La recente approvazione da parte di Agcom degli aumenti relativi ai canoni per l’Unbundling per il 2011 e il 2012 non piace a nessuno degli operatori, e rischia di creare un nuovo intoppo nella trattativa che dovrebbe portare al passaggio alla rete di nuova generazione.
I primi aumenti calcolati dall’Autorità per le garanzie nelle comunicazioni erano stati bocciati dalla UE, che non riteneva che il regolatore italiano avesse utilizzato “i dati di una società efficiente che gestisce una rete in rame di nuova costruzione”. Così Agcom era stata costretta a diminuirli e ad esplicitare gli obblighi previsti a carico di Telecom Italia, prerequisiti all’introduzione degli aumenti.

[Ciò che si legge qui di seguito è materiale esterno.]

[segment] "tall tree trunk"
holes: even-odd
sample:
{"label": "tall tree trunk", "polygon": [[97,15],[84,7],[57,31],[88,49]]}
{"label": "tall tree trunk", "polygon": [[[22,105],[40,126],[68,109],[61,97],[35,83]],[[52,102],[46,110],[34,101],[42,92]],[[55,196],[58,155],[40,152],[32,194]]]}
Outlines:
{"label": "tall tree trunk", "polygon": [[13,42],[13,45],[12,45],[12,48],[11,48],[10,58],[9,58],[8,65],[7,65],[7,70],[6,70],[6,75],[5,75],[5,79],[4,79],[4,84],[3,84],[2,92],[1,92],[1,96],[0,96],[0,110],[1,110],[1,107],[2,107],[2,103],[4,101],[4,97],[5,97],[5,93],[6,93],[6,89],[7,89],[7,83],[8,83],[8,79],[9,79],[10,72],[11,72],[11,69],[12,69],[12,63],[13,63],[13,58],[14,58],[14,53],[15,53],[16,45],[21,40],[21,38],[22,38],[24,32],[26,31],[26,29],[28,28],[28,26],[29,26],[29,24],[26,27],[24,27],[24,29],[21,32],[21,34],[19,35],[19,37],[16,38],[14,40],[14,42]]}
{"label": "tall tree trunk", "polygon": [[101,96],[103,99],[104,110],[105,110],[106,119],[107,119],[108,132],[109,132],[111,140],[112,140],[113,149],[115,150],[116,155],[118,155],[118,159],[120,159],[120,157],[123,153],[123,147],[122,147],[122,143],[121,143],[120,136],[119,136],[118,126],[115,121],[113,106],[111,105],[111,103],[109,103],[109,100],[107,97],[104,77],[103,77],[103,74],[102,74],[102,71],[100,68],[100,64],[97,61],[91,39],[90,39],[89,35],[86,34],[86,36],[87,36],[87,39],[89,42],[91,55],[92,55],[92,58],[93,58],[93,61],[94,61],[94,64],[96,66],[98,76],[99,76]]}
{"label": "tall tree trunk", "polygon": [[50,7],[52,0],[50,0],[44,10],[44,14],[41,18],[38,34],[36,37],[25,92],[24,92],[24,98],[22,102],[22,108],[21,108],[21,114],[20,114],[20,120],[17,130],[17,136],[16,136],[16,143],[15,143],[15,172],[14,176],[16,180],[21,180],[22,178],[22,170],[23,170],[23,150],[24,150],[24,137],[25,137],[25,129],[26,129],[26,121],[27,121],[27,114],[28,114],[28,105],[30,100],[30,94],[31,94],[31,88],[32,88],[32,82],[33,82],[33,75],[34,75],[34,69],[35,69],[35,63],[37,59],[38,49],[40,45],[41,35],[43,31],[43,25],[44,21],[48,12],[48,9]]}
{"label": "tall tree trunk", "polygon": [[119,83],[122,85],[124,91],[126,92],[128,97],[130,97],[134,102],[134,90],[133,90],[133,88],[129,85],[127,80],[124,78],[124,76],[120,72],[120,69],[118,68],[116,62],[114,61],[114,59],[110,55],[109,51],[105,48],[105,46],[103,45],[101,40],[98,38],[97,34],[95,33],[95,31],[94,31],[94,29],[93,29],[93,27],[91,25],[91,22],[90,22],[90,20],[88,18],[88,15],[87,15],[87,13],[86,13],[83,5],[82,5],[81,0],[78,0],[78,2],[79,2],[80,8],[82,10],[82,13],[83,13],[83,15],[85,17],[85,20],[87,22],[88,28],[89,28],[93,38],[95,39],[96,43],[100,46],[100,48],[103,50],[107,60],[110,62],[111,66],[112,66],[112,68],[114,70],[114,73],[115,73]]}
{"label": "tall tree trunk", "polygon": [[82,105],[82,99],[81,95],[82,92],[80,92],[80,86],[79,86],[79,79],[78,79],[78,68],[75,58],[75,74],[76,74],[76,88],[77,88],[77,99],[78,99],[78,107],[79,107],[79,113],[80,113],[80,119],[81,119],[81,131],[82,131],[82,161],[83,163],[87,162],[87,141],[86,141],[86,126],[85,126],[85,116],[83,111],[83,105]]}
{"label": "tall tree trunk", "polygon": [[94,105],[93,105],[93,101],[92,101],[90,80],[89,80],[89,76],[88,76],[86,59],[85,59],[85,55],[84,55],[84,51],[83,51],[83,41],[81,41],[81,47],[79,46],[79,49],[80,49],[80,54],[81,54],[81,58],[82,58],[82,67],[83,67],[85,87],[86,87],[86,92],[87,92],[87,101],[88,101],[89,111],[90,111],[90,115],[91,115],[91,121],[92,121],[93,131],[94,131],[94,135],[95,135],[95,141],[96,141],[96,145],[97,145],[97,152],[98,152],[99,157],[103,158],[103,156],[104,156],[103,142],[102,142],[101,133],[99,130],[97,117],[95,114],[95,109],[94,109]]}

L’Ad di Telecom Franco Bernebè si è detto “sorpreso” dai nuovi risultati che sarebbero diversi da quelli a cui porterebbe il modello di calcolo adottato e già accettato dalla UE. La telco, in ogni caso, “prende atto” della decisione dell’Autorità che, però, sarebbe andata al di là di quanto appuntato dalle istituzioni europee che si erano limitate a chiedere maggior attenzione nel calcoli dei costi di manutenzione correttiva e costi commerciali.
D’altra parte Fastweb, Vodafone, Wind e Tiscali hanno commentato addirittura “con rammarico” la decisione Agcom, non escludendo la possibilità di “avviare le opportune azioni nelle sedi competenti” (il TAR): la conferma dell’aumento del canone, secondo loro, “ignora del tutto gli elementi forniti dagli operatori alternativi e favorisce l’operatore dominante sul mercato”, rafforzandone ulteriormente la posizione.
La nuova diatriba, almeno a parole, riallontana i protagonisti del settore che avevano da poco raggiunto un primo accordo (per le infrastrutture passive) nella lunga trattativa che dovrebbe portare all’avvio della costruzione della rete di nuova generazione.
Intanto, a far calare la temperatura nel settore anche l’ entrata nel vivo del dibattito sul destino dei 2,4 miliardi di euro attesi dall’asta sulle frequenze liberate con il digitale, la cui eventuale attribuzione a favore di spese “ordinarie” previste in finanziaria non farebbe altro che “peggiorare l’indebitamento netto strutturale”. Peggiorando, di fatto, la situazione finanziaria del settore.